We all know that safety is a top priority for Real Estate Agents because of their vulnerability in secluded or abandoned homes, but Property Management Leasing Agent safety has been a real focus in light of recent events (for example: the woman who was molested while showing an apartment at her complex in Houston).
In response to this – tech companies have begun developing personal safety apps that can be used any time right from the agent’s phone, turning it into a personal safety device. While some of the language surrounding the apps speaks about brokers, and real estate agents, these apps could also help to keep employees of apartment communities safe while showing apartments alone, later at night, or on the weekends.
AgentAlarm is a free app, available for both iOS and Android markets that acts as a personal security system to actively monitor safety. There is a 4-digit PIN that is set by the user when the app is first registered. It is used to acknowledge that an agent is safe at a safety check in, and if necessary, to turn off an automatic 911 call that is made if the panic button is hit accidentally. The employee is able to add emergency contacts straight from their contact list, and if he or she activates the alert button, the emergency contacts will be sent texts and emails, and 911 will be dialed within 10 seconds. AgentAlarm also allows agents to set a safety check for a specific date and time, and how often they’d like the safety check to check in with them. The code can be entered to either turn it off, or to request that it keep checking in on them.
Agent Alarm LLC has signed a memorandum of understanding with the National Association of Real Estate Brokers, as a national security company. The agreement between the two companies came after an alarming wave of attacks on real estate agents. A serious attack in 2011 on Vivian Martin ended tragically after three men beat and killed her in an abandoned home after posing as prospective buyers. AgentAlarm not only offers the safety app, but is also working with NAREB to implement and Real Estate Safety Plan, that offers safety training sessions to real estate professionals. Additionally, AgentAlarm and NAREB have teamed up to create the Vivian Martin Scholarship Fund that will help families who have lost love ones to senseless acts of violence.
The AgentsArmor app is also a free download, available for iOS and Android devices. It includes a customized pin number, and users the ability to add contacts from their address book on the mobile device. This app allows check-in times to be set every fifteen minutes to every two hours. On several of the main screens of the app, the quick touch 911 button will call 911, and alert emergency contacts that the agent has specified.
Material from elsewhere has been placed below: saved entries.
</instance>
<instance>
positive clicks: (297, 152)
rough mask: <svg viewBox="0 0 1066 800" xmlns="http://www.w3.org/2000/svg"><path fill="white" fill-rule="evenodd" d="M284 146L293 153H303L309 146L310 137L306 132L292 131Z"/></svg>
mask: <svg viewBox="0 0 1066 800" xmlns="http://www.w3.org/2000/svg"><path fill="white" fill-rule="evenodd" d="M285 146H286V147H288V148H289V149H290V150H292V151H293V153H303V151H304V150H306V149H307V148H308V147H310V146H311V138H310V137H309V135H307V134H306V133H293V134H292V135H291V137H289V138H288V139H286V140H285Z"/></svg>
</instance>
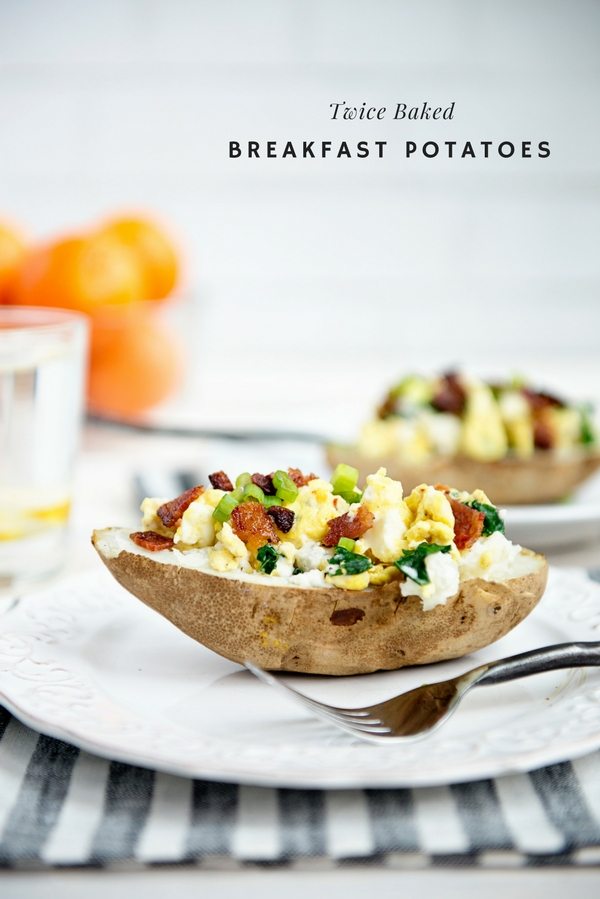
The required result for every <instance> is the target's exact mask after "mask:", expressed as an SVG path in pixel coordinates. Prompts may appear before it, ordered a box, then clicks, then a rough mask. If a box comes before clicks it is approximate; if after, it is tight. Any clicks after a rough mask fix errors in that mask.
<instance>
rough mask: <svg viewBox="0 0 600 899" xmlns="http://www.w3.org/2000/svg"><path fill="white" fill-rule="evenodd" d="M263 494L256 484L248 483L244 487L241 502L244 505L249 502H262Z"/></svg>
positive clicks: (262, 500) (264, 495) (260, 489)
mask: <svg viewBox="0 0 600 899" xmlns="http://www.w3.org/2000/svg"><path fill="white" fill-rule="evenodd" d="M264 499H265V494H264V491H263V490H261V489H260V487H258V486H257V485H256V484H253V483H252V482H250V483H249V484H246V486H245V487H244V495H243V496H242V502H243V503H246V502H248V501H249V500H254V501H255V502H257V503H262V502H264Z"/></svg>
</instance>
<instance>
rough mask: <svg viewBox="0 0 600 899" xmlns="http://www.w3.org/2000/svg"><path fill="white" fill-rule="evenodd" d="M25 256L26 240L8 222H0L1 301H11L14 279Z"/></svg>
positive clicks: (0, 264) (3, 302) (15, 229)
mask: <svg viewBox="0 0 600 899" xmlns="http://www.w3.org/2000/svg"><path fill="white" fill-rule="evenodd" d="M24 257H25V240H24V239H23V236H22V235H21V234H20V233H19V232H18V231H17V230H16V229H15V228H14V227H13V226H12V225H10V224H8V222H0V303H9V302H10V299H11V294H12V291H13V284H14V279H15V276H16V273H17V269H18V268H19V265H20V264H21V262H22V261H23V259H24Z"/></svg>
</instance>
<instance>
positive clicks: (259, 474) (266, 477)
mask: <svg viewBox="0 0 600 899" xmlns="http://www.w3.org/2000/svg"><path fill="white" fill-rule="evenodd" d="M252 483H253V484H256V486H257V487H260V489H261V490H262V492H263V493H264V494H265V496H275V494H276V492H277V491H276V490H275V487H274V485H273V475H272V474H260V472H258V471H255V472H254V474H253V475H252Z"/></svg>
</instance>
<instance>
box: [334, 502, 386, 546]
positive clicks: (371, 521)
mask: <svg viewBox="0 0 600 899" xmlns="http://www.w3.org/2000/svg"><path fill="white" fill-rule="evenodd" d="M374 520H375V518H374V516H373V513H372V512H370V511H369V509H367V507H366V506H359V507H358V509H357V510H356V513H355V514H354V515H351V514H350V512H346V514H345V515H339V516H338V517H337V518H330V519H329V521H328V522H327V533H326V534H325V536H324V538H323V540H322V541H321V543H322V544H323V546H337V545H338V543H339V542H340V537H350V539H351V540H358V538H359V537H362V535H363V534H364V532H365V531H368V530H369V528H370V527H371V526H372V524H373V521H374Z"/></svg>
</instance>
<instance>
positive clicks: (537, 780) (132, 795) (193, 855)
mask: <svg viewBox="0 0 600 899" xmlns="http://www.w3.org/2000/svg"><path fill="white" fill-rule="evenodd" d="M367 860H368V861H372V862H377V863H378V864H384V865H390V866H397V867H411V868H415V867H426V866H430V865H440V864H447V865H457V864H458V865H463V866H464V865H471V866H480V867H498V866H502V867H516V866H525V865H540V864H550V863H552V864H571V865H594V864H595V865H598V864H600V752H596V753H593V754H592V755H588V756H586V757H584V758H581V759H577V760H575V761H573V762H566V763H564V764H559V765H551V766H550V767H547V768H542V769H540V770H538V771H534V772H531V773H530V774H516V775H509V776H506V777H501V778H498V779H496V780H482V781H478V782H475V783H468V784H453V785H451V786H447V787H446V786H444V787H431V788H419V789H412V790H411V789H378V790H331V791H323V790H291V789H274V788H266V787H264V788H261V787H247V786H238V785H236V784H224V783H211V782H207V781H201V780H189V779H186V778H181V777H173V776H171V775H168V774H163V773H158V772H155V771H149V770H147V769H145V768H137V767H134V766H132V765H125V764H122V763H120V762H110V761H106V760H104V759H100V758H97V757H95V756H92V755H89V754H88V753H86V752H82V751H80V750H78V749H76V748H75V747H74V746H70V745H69V744H67V743H63V742H61V741H59V740H54V739H51V738H50V737H45V736H40V735H39V734H37V733H35V732H34V731H32V730H30V729H29V728H26V727H24V726H23V725H22V724H20V722H18V721H17V720H16V719H15V718H13V717H11V715H9V714H8V712H6V711H4V710H1V709H0V865H2V866H3V867H11V868H13V867H14V868H33V867H35V868H39V867H44V866H47V867H55V866H65V865H70V866H73V865H78V866H79V865H102V866H107V867H110V866H111V865H118V866H119V868H123V866H125V867H127V866H140V865H149V864H178V863H179V864H181V863H188V864H195V865H202V866H203V867H207V868H210V867H218V868H230V867H233V868H235V867H240V866H244V865H252V864H254V865H257V864H265V863H269V864H275V865H280V866H290V865H293V866H294V867H300V868H302V867H307V868H311V867H318V868H323V867H329V866H336V865H339V864H344V863H350V862H357V861H367Z"/></svg>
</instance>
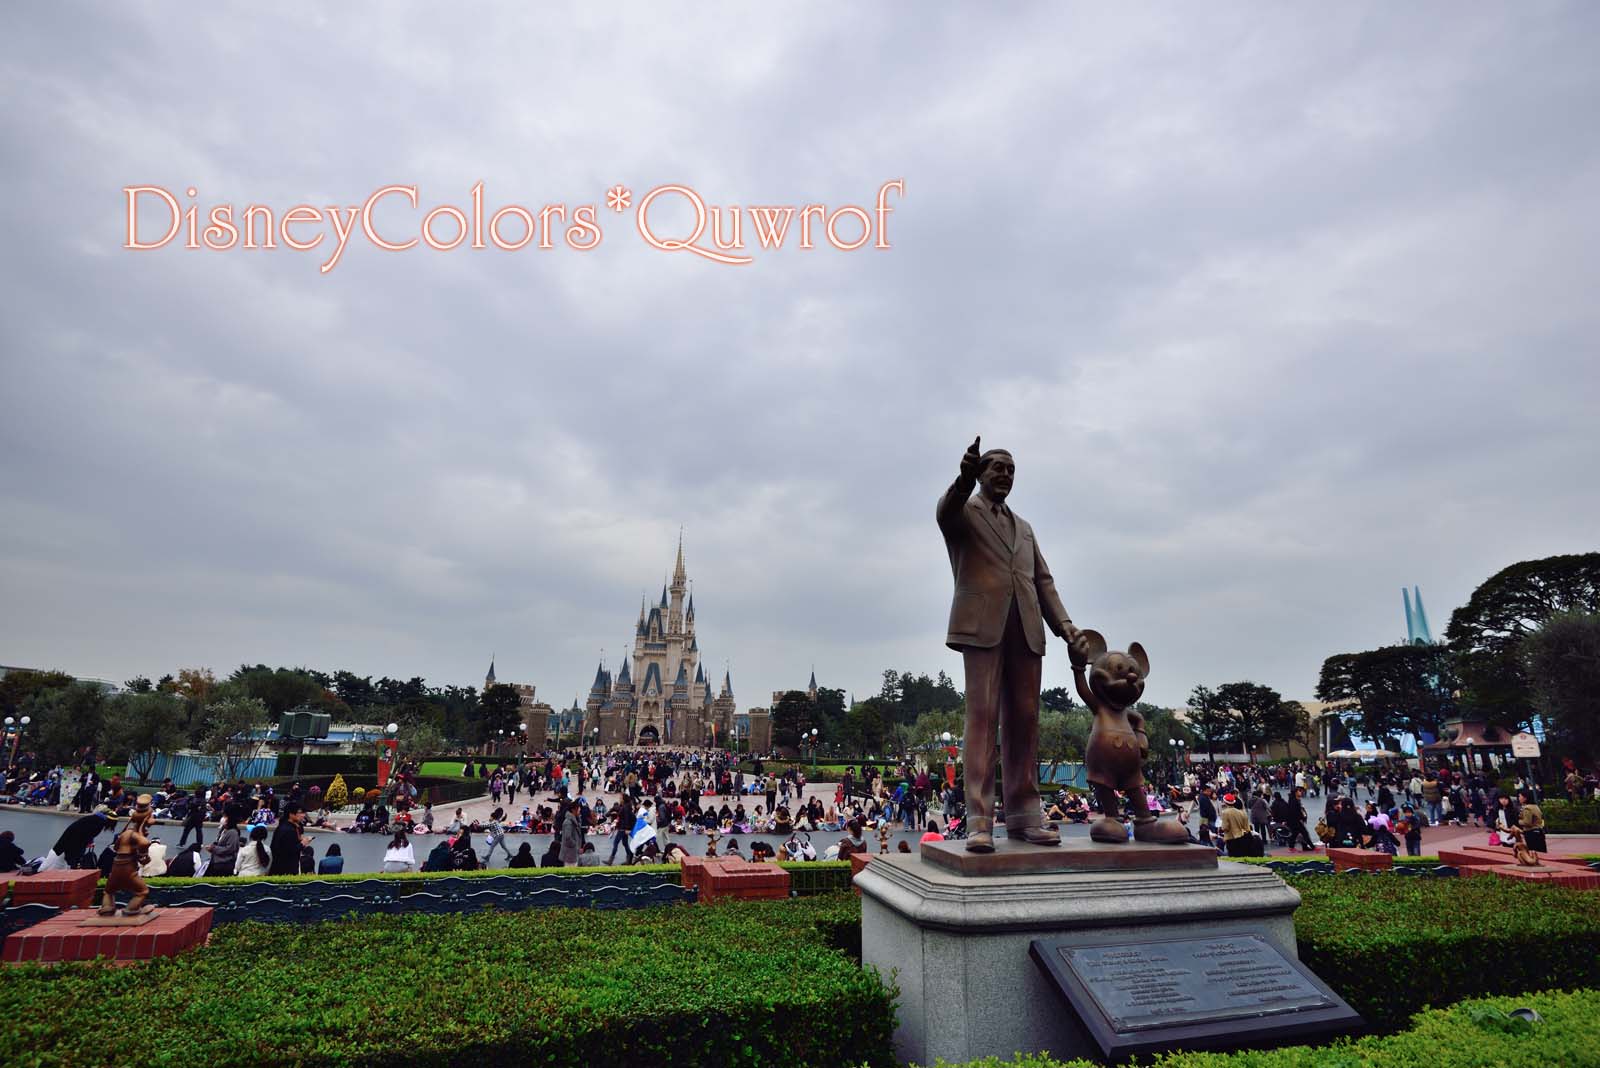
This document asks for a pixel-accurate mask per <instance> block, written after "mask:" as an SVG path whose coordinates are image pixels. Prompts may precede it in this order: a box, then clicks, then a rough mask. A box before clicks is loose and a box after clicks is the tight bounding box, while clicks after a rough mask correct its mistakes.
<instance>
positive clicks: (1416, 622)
mask: <svg viewBox="0 0 1600 1068" xmlns="http://www.w3.org/2000/svg"><path fill="white" fill-rule="evenodd" d="M1411 593H1413V600H1414V601H1416V635H1418V638H1421V640H1422V644H1429V646H1430V644H1434V632H1432V630H1429V628H1427V612H1426V611H1424V609H1422V587H1419V585H1414V587H1411Z"/></svg>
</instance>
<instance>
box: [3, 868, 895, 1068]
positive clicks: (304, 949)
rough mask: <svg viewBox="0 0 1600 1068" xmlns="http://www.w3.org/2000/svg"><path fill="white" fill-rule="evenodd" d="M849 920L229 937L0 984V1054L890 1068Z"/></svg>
mask: <svg viewBox="0 0 1600 1068" xmlns="http://www.w3.org/2000/svg"><path fill="white" fill-rule="evenodd" d="M856 915H859V907H858V905H856V900H854V895H848V894H846V895H829V897H816V899H811V900H806V902H730V903H722V905H715V907H710V908H670V907H669V908H650V910H634V911H626V913H611V911H587V910H570V911H560V913H547V911H534V913H494V911H488V913H480V915H466V916H426V918H411V916H379V918H368V919H362V921H355V923H326V924H309V926H288V924H283V926H266V924H250V923H245V924H229V926H224V927H219V929H218V931H216V932H214V934H213V937H211V945H210V946H206V948H205V950H203V951H195V953H186V954H182V956H178V958H171V959H160V961H152V962H149V964H144V966H141V967H139V969H136V972H130V970H128V969H107V967H101V966H93V964H67V966H54V967H40V966H19V967H13V969H6V970H5V972H3V975H0V1049H3V1050H6V1063H11V1065H19V1066H21V1068H45V1066H51V1068H54V1066H66V1065H72V1066H80V1065H82V1066H91V1065H150V1066H166V1065H171V1066H178V1065H186V1066H187V1065H206V1066H208V1068H222V1066H227V1065H251V1066H254V1065H342V1066H355V1065H360V1066H366V1065H371V1066H373V1068H378V1066H382V1068H392V1066H394V1065H397V1063H406V1065H424V1066H434V1065H437V1066H440V1068H443V1066H446V1065H474V1068H490V1066H501V1065H504V1066H510V1065H517V1066H522V1065H557V1066H562V1065H573V1066H578V1065H589V1063H595V1060H597V1058H600V1060H603V1062H606V1063H640V1065H645V1063H648V1065H651V1068H670V1066H675V1065H712V1063H715V1065H773V1063H781V1065H827V1066H832V1065H861V1063H866V1065H893V1063H894V1060H893V1050H891V1044H890V1039H891V1034H893V1030H894V1015H893V1004H891V1002H893V991H891V990H886V988H885V986H883V983H882V982H880V980H878V978H877V975H875V974H874V972H872V970H870V969H862V967H861V966H859V964H858V962H856V961H853V959H850V958H848V956H845V954H842V953H838V951H837V950H835V948H834V945H830V935H832V931H834V929H837V927H840V926H845V927H848V924H850V921H851V919H853V916H856ZM773 935H778V937H773ZM362 977H366V978H370V980H371V982H362ZM405 991H411V993H405Z"/></svg>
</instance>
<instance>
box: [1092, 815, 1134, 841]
mask: <svg viewBox="0 0 1600 1068" xmlns="http://www.w3.org/2000/svg"><path fill="white" fill-rule="evenodd" d="M1090 838H1091V839H1094V841H1098V843H1125V841H1128V828H1126V827H1123V823H1122V820H1114V819H1110V817H1109V815H1102V817H1101V819H1098V820H1094V825H1093V827H1090Z"/></svg>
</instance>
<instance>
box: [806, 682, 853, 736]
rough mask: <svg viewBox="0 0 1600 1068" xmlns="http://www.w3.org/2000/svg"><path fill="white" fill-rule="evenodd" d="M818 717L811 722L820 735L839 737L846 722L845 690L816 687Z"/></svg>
mask: <svg viewBox="0 0 1600 1068" xmlns="http://www.w3.org/2000/svg"><path fill="white" fill-rule="evenodd" d="M814 703H816V719H814V721H813V723H811V726H813V727H816V729H818V734H819V735H827V737H830V739H832V737H837V735H838V732H840V729H842V727H843V723H845V711H846V710H845V691H842V689H829V687H827V686H818V687H816V702H814Z"/></svg>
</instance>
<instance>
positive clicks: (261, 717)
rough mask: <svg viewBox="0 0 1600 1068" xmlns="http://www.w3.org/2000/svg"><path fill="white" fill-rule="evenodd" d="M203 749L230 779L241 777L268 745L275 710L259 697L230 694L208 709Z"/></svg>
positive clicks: (208, 706) (206, 754)
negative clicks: (242, 774) (270, 708)
mask: <svg viewBox="0 0 1600 1068" xmlns="http://www.w3.org/2000/svg"><path fill="white" fill-rule="evenodd" d="M205 716H206V726H205V732H203V735H202V739H200V751H202V753H205V755H206V756H211V758H214V759H216V763H218V771H219V774H221V775H222V779H226V780H235V779H240V777H242V774H243V769H245V766H246V764H248V763H250V761H253V759H256V758H258V756H261V755H262V753H264V751H266V748H267V737H266V734H267V729H269V727H270V726H272V713H270V711H267V705H266V703H264V702H262V700H261V699H258V697H226V699H224V700H219V702H214V703H211V705H208V707H206V710H205Z"/></svg>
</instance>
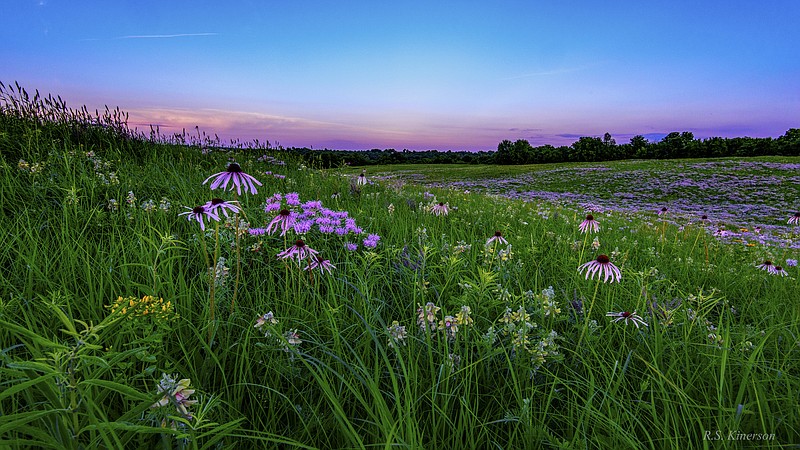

The button must be tapped twice to avoid accidentally dialing. This app also offers the agent locator, so in the event of a failed check in, or emergency situation, the GPS (once enabled) can track a location, and send it to the specified emergency contacts, law enforcement, or colleagues. This app is also available for the iPad.
Another unique feature of AgentsArmor is that is utilizes the camera on the smart phone, and allows the user to upload images to the AgentsArmor database. This is helpful, in case an agent needs to capture the image of a potential client’s driver’s license, vehicle tag, or even with their permission, an image of the prospect. Only selected contacts, brokers, and law enforcement personnel have access to the database. AgentsArmor also offers a SafeAgent Program used as a training system to form an agent’s own layered defense strategy, at no additional charge.
In addition to following the safety rules that have been set in place for leasing and real estate agents for years, the mobile world of technology is rapidly enhancing the way real estate professionals do business, and also stay safe. Since both mobile apps reviewed are free, leasing and real estate agents are encouraged to test them out (just don’t hit the dial 911 button – it will call). These apps can work in any setting where an individual or agent may feel uncomfortable. Communication is key to becoming proactive with the safety of professionals as well as communities, and these apps help to achieve it.